Quelli originari del posto, i “porchettonesi” insomma, noi, nuovi assunti, a cui avevamo o stavamo per rubare il lavoro, ci chiamavano “i mussi”.
«Lavora "mus", che ti pagano!», «Lavora "mus"! Schiavo!» ci urlavano dietro.
Io in quella città non ci volevo più stare, Porchettone mi faceva schifo; volevo andare via, lasciare quel posto e quella ragazza.
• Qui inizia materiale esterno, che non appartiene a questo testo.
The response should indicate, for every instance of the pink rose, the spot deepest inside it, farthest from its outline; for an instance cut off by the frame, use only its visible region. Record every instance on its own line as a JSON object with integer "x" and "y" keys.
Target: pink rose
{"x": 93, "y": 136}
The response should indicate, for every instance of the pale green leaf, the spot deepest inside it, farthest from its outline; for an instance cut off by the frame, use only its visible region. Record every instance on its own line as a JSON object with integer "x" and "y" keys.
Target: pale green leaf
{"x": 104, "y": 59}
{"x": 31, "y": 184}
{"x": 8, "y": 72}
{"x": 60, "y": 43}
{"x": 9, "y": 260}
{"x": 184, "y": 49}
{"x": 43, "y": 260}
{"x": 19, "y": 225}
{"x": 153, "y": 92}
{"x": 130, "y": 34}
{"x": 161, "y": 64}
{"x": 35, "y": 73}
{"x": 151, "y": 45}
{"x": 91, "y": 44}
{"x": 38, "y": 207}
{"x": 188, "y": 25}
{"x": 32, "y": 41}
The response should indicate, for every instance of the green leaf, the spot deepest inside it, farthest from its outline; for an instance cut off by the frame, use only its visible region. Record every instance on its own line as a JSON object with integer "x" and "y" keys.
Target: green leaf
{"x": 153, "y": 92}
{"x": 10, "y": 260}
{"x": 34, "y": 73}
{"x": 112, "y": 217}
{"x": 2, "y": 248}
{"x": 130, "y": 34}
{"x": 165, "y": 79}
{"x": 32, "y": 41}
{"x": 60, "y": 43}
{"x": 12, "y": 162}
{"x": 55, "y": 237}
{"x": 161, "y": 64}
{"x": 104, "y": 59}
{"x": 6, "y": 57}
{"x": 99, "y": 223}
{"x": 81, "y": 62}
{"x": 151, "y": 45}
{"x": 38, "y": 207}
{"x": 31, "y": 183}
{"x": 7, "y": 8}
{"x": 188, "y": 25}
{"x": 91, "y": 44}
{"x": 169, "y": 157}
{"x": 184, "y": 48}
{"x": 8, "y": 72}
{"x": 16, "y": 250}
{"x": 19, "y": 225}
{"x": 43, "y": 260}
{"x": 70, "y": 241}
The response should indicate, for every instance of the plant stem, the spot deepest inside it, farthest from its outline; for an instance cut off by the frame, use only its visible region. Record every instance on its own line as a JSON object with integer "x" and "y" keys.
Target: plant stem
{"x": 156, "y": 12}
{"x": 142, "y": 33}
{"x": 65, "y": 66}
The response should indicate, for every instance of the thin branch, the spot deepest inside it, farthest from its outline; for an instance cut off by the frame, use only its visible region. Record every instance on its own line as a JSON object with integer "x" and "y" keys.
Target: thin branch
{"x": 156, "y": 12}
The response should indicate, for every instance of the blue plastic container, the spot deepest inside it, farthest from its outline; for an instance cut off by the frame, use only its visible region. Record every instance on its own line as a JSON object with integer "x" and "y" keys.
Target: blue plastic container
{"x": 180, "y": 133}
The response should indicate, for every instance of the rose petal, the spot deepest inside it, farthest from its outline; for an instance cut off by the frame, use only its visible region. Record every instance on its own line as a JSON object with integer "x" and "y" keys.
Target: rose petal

Così feci, dopo appena tre settimane.
Di quel lavoro non ne volli sapere oltre, mi feci pagare in contanti e in nero; andava bene anche a loro, perché la pratica non era ancora stata inoltrata all’ufficio del lavoro. Furbi. Stracciai il contratto di assunzione, nonostante avessi già superato i due giorni di prova e nessuno avrebbe potuto mandarmi via, volendo. L’impiegata dell’ufficio, dandomi i soldi che mi spettavano, mi disse di essere lì da dieci anni e che la ditta, l’emerita società multinazionale, dopo aver bistrattato gli ex dipendenti iscritti al sindacato, li stava mandando tutti a casa un po’ per volta con un benservito calcio nel didietro, alla faccia dei diritti e delle norme sul lavoro. A lei sarebbe mancato poco, ormai: la settimana successiva se ne sarebbe andata. Era stanca e arrabbiata, non valeva la pena continuare quello stillicidio. Si sentiva sottomessa, perseguitata, vittima di mobbing e me lo disse. Nuovi soci, nuovi capitali, nuovi aguzzini. Io, lì, c’ero finito per quello. Tutto cambia, niente si distrugge, tutto si evolve.
Datemi qualcosa da nettàre, sono stufo, datemi qualcosa da nèttare.